# STag Demonstration

The following iPython Jupyter notebook gives a step-by-step demonstration of how to use STag to get the tag probabilities and the predicted class for a spectra.

# Setup

The first step is to read in the beta values for each of the tags as well as an example spectrum (this can be modified to read in an appropriate spectrum of your choice).


In [1]:
import beta_reader
import numpy as np
import os 

path = os.getcwd()
beta = beta_reader.beta_reader(path)
spectra = '%s/DES15C2aty_C2_combined_150917_v03_b00.fits' % path
name = 'DES15C2aty'
z = 0.149

# Pre-processing

In order to use STag, spectra need to be pre-processed appropriately. This involves filtering, de-redshifting, binning, continuum removal, apodisation, and scaling.

All of these steps are handled by the spectra_preprocessing package, which largely uses methods made for the software [DASH](https://github.com/daniel-muthukrishna/astrodash).

In [2]:
import spectra_preprocessing as sp
from astropy.io import fits

#Read in the fits file of the spectra and extract the flux and wavelength
fits_file = spectra
table = fits.open(fits_file)
flux = table[0].data
w0 = table[0].header['CRVAL1']
dw = table[0].header['CDELT1']
p0 = table[0].header['CRPIX1']
nlam = len(flux)
wave = w0+dw*(np.arange(nlam, dtype='d')-p0)
table.close()

full = np.column_stack((wave, flux))

#Initialise for pre-processing
preProcess = sp.PreProcessing(full, 2500, 10000, 1024)

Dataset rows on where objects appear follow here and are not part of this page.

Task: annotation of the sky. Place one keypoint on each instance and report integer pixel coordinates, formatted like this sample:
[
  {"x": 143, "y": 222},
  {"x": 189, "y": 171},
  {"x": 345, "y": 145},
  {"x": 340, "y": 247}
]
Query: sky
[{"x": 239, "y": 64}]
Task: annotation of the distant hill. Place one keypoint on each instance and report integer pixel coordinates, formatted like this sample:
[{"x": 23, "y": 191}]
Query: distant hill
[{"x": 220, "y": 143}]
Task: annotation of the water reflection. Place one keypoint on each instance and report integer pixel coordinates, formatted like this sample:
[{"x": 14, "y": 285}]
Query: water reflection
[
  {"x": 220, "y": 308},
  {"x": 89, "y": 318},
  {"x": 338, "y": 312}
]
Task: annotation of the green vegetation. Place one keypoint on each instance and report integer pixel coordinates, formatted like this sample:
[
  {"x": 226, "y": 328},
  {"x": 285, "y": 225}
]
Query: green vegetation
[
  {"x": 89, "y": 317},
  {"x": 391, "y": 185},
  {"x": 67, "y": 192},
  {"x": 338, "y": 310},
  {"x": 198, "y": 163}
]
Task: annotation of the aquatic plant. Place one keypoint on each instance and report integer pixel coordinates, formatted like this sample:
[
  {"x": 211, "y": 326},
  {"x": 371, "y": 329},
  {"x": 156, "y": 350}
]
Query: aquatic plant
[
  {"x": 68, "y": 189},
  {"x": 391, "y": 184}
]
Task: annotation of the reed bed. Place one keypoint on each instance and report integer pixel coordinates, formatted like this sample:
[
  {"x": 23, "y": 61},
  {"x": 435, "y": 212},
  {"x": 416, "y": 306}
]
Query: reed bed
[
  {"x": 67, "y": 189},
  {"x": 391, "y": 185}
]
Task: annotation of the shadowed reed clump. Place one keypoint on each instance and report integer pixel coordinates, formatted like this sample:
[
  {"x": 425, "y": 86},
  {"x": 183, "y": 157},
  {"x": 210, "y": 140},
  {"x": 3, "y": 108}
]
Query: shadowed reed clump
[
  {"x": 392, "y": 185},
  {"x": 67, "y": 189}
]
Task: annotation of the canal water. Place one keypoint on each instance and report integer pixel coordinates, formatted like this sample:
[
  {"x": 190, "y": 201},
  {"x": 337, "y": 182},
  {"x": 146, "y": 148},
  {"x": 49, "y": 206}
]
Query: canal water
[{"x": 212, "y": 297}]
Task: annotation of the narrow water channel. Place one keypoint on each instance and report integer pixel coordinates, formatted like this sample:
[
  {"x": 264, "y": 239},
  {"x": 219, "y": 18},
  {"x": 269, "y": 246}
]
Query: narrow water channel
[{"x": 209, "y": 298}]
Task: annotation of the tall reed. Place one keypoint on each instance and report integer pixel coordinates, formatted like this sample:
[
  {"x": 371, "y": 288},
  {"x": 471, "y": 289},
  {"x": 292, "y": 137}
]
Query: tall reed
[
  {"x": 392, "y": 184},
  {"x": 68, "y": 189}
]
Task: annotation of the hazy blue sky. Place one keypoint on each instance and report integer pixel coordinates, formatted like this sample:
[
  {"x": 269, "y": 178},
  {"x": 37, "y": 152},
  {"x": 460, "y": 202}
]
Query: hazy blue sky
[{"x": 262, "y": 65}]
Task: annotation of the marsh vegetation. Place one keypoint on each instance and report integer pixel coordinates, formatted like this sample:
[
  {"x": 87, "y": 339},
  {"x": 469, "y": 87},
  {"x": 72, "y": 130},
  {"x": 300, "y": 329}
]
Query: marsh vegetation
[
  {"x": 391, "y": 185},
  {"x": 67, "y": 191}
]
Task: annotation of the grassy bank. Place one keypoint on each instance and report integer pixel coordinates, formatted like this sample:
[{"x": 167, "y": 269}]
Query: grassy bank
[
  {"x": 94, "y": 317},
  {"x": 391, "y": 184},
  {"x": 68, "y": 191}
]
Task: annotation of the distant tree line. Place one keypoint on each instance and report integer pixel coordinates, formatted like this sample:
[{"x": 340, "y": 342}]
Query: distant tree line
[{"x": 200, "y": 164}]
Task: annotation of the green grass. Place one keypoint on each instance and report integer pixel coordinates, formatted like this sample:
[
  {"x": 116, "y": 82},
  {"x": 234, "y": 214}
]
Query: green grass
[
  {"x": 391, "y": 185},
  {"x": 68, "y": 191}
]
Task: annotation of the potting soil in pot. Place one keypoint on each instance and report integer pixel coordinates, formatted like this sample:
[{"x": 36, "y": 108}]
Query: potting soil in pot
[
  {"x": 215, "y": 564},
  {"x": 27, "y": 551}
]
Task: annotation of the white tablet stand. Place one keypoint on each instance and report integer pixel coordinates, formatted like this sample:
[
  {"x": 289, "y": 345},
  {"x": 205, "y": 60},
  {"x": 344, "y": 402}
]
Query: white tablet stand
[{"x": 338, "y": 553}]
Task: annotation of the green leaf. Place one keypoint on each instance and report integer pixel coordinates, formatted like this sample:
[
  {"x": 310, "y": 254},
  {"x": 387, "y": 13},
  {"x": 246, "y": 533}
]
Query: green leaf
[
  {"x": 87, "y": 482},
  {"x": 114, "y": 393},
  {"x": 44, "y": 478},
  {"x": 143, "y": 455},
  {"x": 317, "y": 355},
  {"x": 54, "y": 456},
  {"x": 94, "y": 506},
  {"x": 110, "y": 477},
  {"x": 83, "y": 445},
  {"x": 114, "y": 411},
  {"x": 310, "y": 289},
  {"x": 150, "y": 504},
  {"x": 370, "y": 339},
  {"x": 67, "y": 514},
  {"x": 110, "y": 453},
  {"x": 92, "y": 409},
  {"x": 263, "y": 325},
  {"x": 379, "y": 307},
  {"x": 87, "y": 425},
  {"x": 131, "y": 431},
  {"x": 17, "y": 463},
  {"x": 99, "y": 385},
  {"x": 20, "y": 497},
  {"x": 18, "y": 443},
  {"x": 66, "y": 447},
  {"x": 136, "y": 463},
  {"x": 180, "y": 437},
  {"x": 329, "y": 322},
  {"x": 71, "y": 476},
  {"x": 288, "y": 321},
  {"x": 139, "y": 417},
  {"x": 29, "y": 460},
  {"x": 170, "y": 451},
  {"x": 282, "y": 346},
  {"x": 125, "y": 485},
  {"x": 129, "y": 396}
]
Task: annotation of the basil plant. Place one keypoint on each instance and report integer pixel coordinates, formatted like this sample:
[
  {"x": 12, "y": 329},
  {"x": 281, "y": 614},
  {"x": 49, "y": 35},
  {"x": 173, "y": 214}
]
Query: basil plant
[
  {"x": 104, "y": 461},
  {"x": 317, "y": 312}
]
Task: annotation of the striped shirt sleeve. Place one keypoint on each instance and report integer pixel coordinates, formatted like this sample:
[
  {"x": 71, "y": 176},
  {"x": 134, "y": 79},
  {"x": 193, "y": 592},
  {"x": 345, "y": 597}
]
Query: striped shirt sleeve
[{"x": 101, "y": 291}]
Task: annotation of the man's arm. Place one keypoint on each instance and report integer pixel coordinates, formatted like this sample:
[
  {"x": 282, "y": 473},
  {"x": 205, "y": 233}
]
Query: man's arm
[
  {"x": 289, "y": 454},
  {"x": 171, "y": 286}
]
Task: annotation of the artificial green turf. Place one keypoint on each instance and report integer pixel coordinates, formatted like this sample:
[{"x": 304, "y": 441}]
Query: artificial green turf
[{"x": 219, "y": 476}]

#Do the pre-processing steps
sfWave, sfFlux, minInd, maxInd, sfZ, sfArea = preProcess.two_column_data(z, smooth=6, minWave=2500, maxWave=10000)

#Do scaling                                                                            
flux_pro = sfFlux/sfArea

# Cutting the Spectra

Many of the tags use specific wavelength ranges of the spectrum rather than the whole thing and so we create multiple instances of the original spectrum cut at the corresponding wavelengths for each tag. 

In [3]:
class feature_data(object):
    """a class for holding the wavelength and flux for a specific tag."""
    def __init__(self, label):
        self.label = label
        self.wavelength = []
        self.flux = []

cuts = np.genfromtxt('%s/cuts.txt' % path, dtype=int)
#Silicon 6355
si_6355_tag = feature_data('Si 6355')
si_6355_tag.wavelength = cuts[0]
si_6355_tag.flux = flux_pro[si_6355_tag.wavelength[0]:si_6355_tag.wavelength[1]]

#Calcium H&K
ca_tag = feature_data('Ca')
ca_tag.wavelength = cuts[2]
ca_tag.flux = flux_pro[ca_tag.wavelength[0]:ca_tag.wavelength[1]]

#Iron 4924
fe_4924_tag = feature_data('Fe 4924')
fe_4924_tag.wavelength = cuts[4]
fe_4924_tag.flux = flux_pro[fe_4924_tag.wavelength[0]:fe_4924_tag.wavelength[1]]

#Sulphur
s_tag = feature_data('S')
s_tag.wavelength = cuts[5]
s_tag.flux = flux_pro[s_tag.wavelength[0]:s_tag.wavelength[1]]

#Hydrogen alpha
ha_tag = feature_data('HA')
ha_tag.wavelength = cuts[6]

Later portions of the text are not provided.